LONDRES – A gigante de viagens britânica Thomas Cook, uma das mais antigas operadoras de turismo do mundo, declarou falência na manhã desta segunda-feira, deixando 600 mil turistas ao redor do mundo sem ter como voltar para casa. A quebra da empresa levou as autoridades do Reino Unido a iniciar imediatamente uma operação de repatriação que vem sendo considerada a maior do país em tempos de paz: 150 mil britânicos precisarão de ajuda do governo para retornar a seus lares.

O plano de emergência do governo britânico foi batizado de “Operação Matterhorn”, referência a uma campanha de bombardeios dos Estados Unidos durante a Segunda Guerra Mundial. Com ele, as autoridades pretendem trazer de volta turistas que estão em diversos países, de Turquia a Cuba.

A operação de repatriação será duas vezes maior à organizada há dois anos, após falência da companhia aérea britânica Monarch. Na ocasião, o governo teve de entrar em cena e resgatar 110 mil passageiros, ao custo de 60 milhões de libras, especialmente com a contratação de aviões.

Passageiros buscam informações no balcão de check-in da Thomas Cook no Aeroporto de Mallorca, depois que a empresa de viagens mais antiga do mundo declarou falência, deixando milhares de turistas em todo o mundo sem conseguir voltar para casa Foto: ENRIQUE CALVO / REUTERS

Fundada em 1841 e pioneira nas viagens turísticas, a Thomas Cook buscava uma solução para seu elevado endividamento.
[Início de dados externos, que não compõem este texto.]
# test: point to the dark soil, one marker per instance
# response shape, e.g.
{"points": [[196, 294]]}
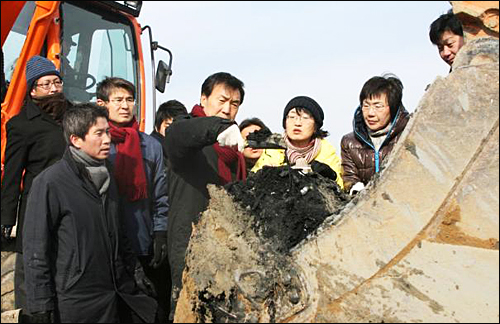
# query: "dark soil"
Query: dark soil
{"points": [[287, 205], [260, 135]]}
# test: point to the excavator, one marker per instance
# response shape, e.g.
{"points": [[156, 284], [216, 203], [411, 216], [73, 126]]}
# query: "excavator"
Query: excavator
{"points": [[86, 40], [419, 244]]}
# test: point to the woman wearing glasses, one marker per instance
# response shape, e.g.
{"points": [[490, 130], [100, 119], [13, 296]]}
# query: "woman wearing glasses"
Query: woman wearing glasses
{"points": [[378, 123], [306, 146], [34, 142]]}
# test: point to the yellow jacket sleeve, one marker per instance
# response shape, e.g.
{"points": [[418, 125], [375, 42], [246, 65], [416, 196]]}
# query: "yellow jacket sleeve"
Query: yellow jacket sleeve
{"points": [[326, 155]]}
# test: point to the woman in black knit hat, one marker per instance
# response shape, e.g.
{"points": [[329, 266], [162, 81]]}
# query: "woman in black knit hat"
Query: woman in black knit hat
{"points": [[306, 146]]}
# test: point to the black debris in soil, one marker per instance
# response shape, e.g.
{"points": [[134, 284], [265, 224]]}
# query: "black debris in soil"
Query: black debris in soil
{"points": [[287, 205], [260, 135]]}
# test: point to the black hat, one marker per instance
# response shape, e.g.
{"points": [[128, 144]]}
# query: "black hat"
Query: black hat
{"points": [[37, 67], [308, 104]]}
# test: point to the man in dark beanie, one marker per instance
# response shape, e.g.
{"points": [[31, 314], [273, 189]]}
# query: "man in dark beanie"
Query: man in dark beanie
{"points": [[378, 123], [34, 142]]}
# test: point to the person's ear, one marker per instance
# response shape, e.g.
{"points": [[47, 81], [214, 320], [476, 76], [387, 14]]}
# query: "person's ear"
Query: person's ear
{"points": [[75, 141], [203, 101], [101, 102]]}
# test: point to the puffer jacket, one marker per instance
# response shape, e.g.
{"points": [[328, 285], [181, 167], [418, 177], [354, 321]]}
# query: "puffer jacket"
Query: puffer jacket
{"points": [[327, 155], [360, 160]]}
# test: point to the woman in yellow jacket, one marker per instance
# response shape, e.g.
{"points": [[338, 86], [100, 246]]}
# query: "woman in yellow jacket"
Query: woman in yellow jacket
{"points": [[305, 141]]}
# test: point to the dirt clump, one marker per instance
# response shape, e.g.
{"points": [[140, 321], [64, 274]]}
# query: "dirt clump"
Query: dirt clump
{"points": [[286, 203]]}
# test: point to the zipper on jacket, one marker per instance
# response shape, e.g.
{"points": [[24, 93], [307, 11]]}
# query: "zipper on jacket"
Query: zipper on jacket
{"points": [[377, 153]]}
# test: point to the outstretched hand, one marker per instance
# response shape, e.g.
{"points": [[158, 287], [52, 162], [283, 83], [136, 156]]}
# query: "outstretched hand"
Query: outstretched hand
{"points": [[231, 137]]}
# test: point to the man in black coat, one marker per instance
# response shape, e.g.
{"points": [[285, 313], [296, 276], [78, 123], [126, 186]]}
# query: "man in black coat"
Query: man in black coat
{"points": [[79, 264], [164, 118], [202, 148], [34, 141]]}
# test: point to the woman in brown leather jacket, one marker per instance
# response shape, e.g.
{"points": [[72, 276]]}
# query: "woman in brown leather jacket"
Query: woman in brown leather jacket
{"points": [[377, 125]]}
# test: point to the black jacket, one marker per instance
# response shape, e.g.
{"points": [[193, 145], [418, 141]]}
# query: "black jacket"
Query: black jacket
{"points": [[78, 262], [160, 138], [192, 164], [34, 142]]}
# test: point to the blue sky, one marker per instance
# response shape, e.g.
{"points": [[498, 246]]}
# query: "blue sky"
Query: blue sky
{"points": [[279, 49]]}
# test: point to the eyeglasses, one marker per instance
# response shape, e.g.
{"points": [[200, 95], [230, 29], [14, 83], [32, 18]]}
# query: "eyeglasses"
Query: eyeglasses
{"points": [[47, 85], [304, 118], [377, 107], [119, 101]]}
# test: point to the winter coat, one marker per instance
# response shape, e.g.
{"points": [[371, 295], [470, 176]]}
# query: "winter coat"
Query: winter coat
{"points": [[145, 216], [34, 142], [327, 155], [77, 259], [192, 164], [360, 160], [160, 138]]}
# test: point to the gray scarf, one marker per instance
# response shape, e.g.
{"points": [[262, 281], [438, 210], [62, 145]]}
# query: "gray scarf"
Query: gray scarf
{"points": [[378, 137], [98, 172]]}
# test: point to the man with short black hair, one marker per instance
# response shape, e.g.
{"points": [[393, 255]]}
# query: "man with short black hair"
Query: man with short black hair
{"points": [[202, 148], [34, 142], [164, 118], [78, 260], [447, 34], [139, 171]]}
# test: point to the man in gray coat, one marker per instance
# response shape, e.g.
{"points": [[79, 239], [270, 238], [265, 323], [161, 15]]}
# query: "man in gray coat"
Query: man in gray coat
{"points": [[79, 265]]}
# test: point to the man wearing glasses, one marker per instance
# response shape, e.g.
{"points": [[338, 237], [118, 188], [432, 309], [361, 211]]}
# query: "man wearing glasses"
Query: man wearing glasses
{"points": [[378, 123], [34, 142], [139, 171]]}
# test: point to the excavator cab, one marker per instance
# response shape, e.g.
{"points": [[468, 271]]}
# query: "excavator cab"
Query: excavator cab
{"points": [[86, 40]]}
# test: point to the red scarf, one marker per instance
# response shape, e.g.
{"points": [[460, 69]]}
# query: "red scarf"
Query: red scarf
{"points": [[129, 168], [226, 156]]}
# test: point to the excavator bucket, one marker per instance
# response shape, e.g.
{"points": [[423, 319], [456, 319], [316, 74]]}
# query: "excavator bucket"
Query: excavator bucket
{"points": [[420, 244]]}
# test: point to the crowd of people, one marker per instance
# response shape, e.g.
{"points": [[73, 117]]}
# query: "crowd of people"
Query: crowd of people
{"points": [[104, 212]]}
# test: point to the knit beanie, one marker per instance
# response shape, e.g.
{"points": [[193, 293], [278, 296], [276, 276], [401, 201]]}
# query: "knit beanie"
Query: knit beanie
{"points": [[308, 104], [38, 67]]}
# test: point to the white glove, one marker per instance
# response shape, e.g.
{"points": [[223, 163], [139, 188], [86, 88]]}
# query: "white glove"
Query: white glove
{"points": [[230, 137], [356, 188]]}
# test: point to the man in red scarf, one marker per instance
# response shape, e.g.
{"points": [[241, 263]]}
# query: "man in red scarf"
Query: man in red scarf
{"points": [[138, 165], [202, 148]]}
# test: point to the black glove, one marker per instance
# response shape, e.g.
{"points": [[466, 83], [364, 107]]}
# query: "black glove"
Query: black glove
{"points": [[324, 170], [6, 232], [160, 248], [42, 317], [143, 282]]}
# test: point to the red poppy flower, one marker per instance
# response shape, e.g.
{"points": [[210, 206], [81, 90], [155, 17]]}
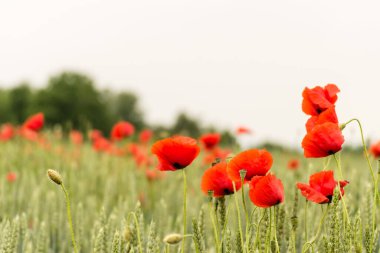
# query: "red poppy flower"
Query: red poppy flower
{"points": [[11, 177], [243, 130], [318, 99], [153, 175], [102, 144], [323, 140], [76, 137], [210, 140], [266, 191], [329, 115], [95, 134], [321, 187], [176, 152], [293, 164], [375, 149], [216, 179], [34, 122], [122, 130], [145, 136], [216, 153], [254, 161], [6, 132]]}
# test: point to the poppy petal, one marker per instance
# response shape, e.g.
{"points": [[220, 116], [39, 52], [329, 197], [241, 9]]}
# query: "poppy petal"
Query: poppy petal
{"points": [[312, 194]]}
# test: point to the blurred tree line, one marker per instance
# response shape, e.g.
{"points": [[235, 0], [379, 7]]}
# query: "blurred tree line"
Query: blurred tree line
{"points": [[72, 101]]}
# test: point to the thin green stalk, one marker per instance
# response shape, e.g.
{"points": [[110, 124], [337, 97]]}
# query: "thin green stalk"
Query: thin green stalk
{"points": [[68, 207], [267, 243], [184, 208], [247, 221], [257, 240], [239, 217], [310, 243], [340, 192], [306, 205], [137, 229], [275, 229], [212, 216]]}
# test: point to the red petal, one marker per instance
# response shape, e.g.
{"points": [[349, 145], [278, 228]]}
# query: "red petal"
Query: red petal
{"points": [[216, 179], [176, 152], [266, 191], [256, 162], [311, 194]]}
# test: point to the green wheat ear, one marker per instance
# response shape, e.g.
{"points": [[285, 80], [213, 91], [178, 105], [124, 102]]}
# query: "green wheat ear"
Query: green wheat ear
{"points": [[57, 178]]}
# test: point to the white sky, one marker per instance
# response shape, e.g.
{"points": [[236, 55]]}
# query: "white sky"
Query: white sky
{"points": [[229, 62]]}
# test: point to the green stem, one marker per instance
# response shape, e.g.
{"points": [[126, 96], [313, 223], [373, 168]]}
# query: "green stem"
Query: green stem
{"points": [[239, 217], [310, 243], [247, 221], [184, 209], [257, 241], [212, 216], [340, 192], [306, 205], [137, 229], [275, 230], [70, 218], [269, 237]]}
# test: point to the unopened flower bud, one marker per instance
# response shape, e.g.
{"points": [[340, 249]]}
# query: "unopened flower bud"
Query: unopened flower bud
{"points": [[55, 176], [127, 234], [173, 239], [242, 174]]}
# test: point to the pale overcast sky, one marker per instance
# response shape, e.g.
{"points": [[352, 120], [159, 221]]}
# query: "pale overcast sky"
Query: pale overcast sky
{"points": [[230, 63]]}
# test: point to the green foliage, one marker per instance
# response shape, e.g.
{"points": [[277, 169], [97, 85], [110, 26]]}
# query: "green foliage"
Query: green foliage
{"points": [[71, 100], [105, 189]]}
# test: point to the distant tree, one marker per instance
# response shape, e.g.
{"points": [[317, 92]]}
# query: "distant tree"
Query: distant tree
{"points": [[20, 98], [71, 99], [186, 125], [126, 108], [5, 113]]}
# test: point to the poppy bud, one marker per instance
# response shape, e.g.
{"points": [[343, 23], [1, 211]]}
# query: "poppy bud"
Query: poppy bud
{"points": [[55, 176], [173, 239], [127, 234]]}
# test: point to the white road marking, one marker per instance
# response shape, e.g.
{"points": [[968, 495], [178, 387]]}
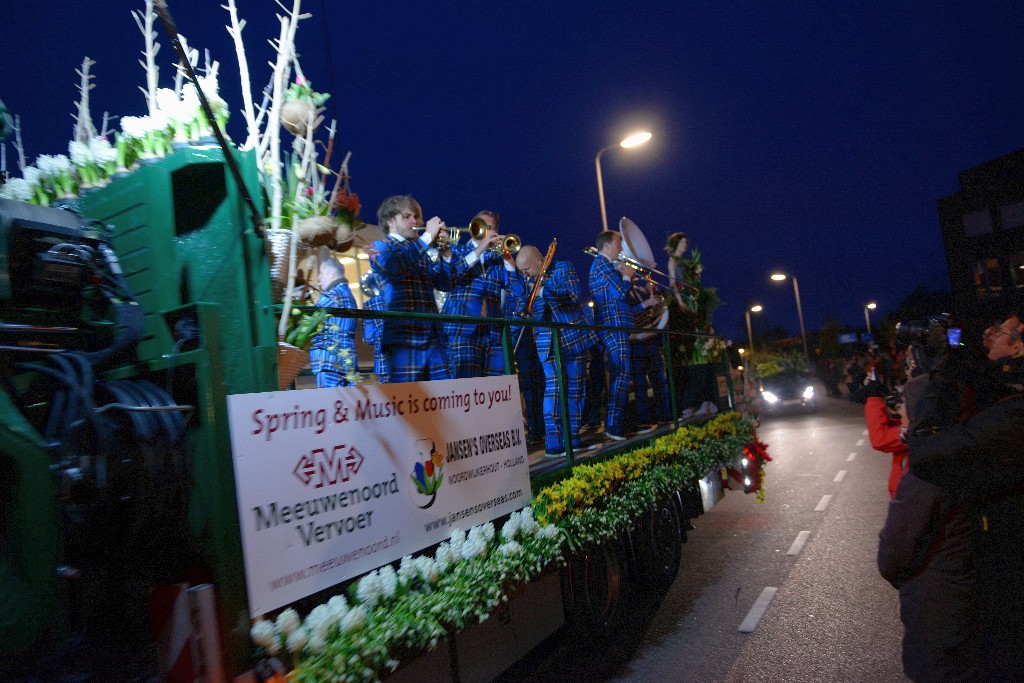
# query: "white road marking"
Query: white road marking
{"points": [[798, 545], [758, 610]]}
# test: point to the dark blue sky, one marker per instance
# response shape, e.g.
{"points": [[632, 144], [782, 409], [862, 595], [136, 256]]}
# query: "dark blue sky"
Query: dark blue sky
{"points": [[814, 139]]}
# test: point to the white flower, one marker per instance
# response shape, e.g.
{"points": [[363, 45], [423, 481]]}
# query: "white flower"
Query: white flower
{"points": [[317, 643], [297, 640], [51, 165], [32, 175], [388, 581], [339, 606], [102, 151], [263, 633], [369, 590], [80, 153], [510, 548], [16, 188], [288, 621], [354, 620]]}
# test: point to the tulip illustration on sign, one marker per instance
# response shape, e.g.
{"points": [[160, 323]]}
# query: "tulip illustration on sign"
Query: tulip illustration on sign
{"points": [[427, 475]]}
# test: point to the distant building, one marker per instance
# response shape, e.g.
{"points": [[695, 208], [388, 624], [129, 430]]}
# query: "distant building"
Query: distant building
{"points": [[983, 231]]}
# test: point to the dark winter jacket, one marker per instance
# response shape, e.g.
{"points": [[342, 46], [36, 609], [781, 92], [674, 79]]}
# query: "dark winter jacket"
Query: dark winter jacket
{"points": [[925, 551], [982, 461]]}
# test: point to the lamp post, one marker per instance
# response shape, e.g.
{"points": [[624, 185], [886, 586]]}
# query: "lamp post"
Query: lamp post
{"points": [[867, 318], [633, 140], [779, 276], [750, 335]]}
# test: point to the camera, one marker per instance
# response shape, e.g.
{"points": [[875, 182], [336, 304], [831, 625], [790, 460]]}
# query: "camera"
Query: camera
{"points": [[937, 331]]}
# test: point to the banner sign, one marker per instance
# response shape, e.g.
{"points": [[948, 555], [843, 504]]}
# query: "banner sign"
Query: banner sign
{"points": [[332, 483]]}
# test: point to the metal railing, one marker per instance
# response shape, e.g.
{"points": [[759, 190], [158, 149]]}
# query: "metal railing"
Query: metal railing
{"points": [[508, 344]]}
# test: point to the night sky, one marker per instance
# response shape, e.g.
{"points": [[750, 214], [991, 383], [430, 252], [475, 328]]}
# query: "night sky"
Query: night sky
{"points": [[813, 139]]}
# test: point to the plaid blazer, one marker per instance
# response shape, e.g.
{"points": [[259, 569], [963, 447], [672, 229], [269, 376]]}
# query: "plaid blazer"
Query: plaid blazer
{"points": [[473, 287], [558, 302], [615, 300], [412, 279]]}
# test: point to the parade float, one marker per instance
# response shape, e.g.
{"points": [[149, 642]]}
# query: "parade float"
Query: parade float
{"points": [[172, 509]]}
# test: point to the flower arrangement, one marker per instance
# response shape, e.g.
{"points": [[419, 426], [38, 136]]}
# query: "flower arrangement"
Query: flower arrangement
{"points": [[389, 611]]}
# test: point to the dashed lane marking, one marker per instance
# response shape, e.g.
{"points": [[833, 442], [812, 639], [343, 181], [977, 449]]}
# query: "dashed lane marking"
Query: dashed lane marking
{"points": [[758, 610], [798, 544]]}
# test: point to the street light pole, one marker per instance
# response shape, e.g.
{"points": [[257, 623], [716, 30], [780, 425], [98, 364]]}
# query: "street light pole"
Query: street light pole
{"points": [[633, 140], [779, 276]]}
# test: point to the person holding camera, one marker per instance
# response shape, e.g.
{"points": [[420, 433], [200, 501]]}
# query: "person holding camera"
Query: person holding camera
{"points": [[979, 458]]}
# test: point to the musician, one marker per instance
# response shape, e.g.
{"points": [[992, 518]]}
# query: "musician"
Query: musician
{"points": [[475, 350], [332, 354], [558, 301], [648, 369], [373, 289], [412, 347], [529, 372], [616, 302]]}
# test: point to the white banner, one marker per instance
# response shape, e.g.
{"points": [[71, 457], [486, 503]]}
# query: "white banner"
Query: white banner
{"points": [[332, 483]]}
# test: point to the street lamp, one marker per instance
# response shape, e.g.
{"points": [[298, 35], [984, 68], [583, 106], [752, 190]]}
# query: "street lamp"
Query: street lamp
{"points": [[750, 335], [779, 276], [867, 318], [633, 140]]}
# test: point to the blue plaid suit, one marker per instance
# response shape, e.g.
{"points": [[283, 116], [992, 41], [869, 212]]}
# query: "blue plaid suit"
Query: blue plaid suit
{"points": [[372, 330], [529, 371], [615, 303], [335, 340], [559, 302], [474, 350], [413, 348]]}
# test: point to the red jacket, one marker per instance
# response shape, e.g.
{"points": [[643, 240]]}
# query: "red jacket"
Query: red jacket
{"points": [[884, 432]]}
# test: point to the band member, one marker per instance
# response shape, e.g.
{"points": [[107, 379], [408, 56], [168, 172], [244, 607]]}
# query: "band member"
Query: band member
{"points": [[332, 354], [615, 303], [557, 301], [372, 327], [648, 372], [412, 347], [475, 350], [529, 372]]}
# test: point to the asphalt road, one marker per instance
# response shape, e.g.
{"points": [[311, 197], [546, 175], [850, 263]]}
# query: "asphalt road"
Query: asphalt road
{"points": [[832, 617]]}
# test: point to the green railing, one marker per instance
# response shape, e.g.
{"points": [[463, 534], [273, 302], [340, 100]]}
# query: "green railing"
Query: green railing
{"points": [[508, 345]]}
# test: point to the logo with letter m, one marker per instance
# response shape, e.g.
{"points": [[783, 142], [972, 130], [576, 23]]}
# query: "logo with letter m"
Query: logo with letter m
{"points": [[328, 468]]}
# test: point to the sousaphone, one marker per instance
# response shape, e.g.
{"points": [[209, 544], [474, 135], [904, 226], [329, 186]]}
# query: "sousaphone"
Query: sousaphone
{"points": [[636, 247]]}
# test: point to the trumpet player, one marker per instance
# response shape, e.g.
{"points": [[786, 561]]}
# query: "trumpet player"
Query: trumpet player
{"points": [[557, 301], [475, 350], [616, 302], [412, 347]]}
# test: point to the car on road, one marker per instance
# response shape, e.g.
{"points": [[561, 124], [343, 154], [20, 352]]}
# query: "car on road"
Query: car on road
{"points": [[788, 390]]}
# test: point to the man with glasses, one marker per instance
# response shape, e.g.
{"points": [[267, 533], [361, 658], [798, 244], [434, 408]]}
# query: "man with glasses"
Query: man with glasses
{"points": [[981, 460]]}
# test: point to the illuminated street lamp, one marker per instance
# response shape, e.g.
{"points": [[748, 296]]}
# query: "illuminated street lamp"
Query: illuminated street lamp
{"points": [[633, 140], [867, 318], [779, 276], [750, 335]]}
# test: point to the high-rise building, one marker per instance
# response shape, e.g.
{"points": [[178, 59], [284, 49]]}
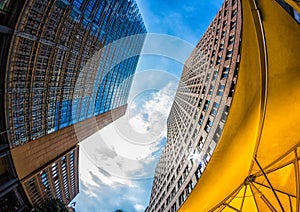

A empresa negociou intensamente durante todo o fim de semana em busca de uma injeção de capital de 200 milhões de libras (quase US$ 250 milhões) de investidores privados para evitar o colapso. Mas as conversas fracassaram, e a operadora encerrou as atividades.

“Apesar dos enormes esforços, as discussões não chegaram a um acordo entre os acionistas e aqueles que ofereciam um novo aporte de dinheiro”, anunciou a empresa em comunicado. “Por isso, o Conselho de Administração concluiu que não havia outra opção senão dar os primeiros passos para iniciar o processo de liquidação com efeito imediato”, acrescentou a nota.

Simultaneamente, a British Aviation Authority (CAA), que regula o setor no país, divulgou nota oficial confirmando que a “operadora de turismo e a companhia de aviação interromperam suas atividades com efeito imediato”.

Uma agência da gigante de viagens Thomas Cook, em Londres. A empresa, que atuava como operadora de viagens e companhia aérea, decretou falência nesta segunda-feira, deixando cerca de 600 mil turistas sem poder voltar para casa Foto: TOLGA AKMEN / AFP

Nos últimos anos, o grupo registrou forte queda de demanda por seus pacotes, consequência da concorrência acirrada dos sites de viagens e das dúvidas dos turistas diante das incertezas sobre o Brexit, adiado duas vezes este ano.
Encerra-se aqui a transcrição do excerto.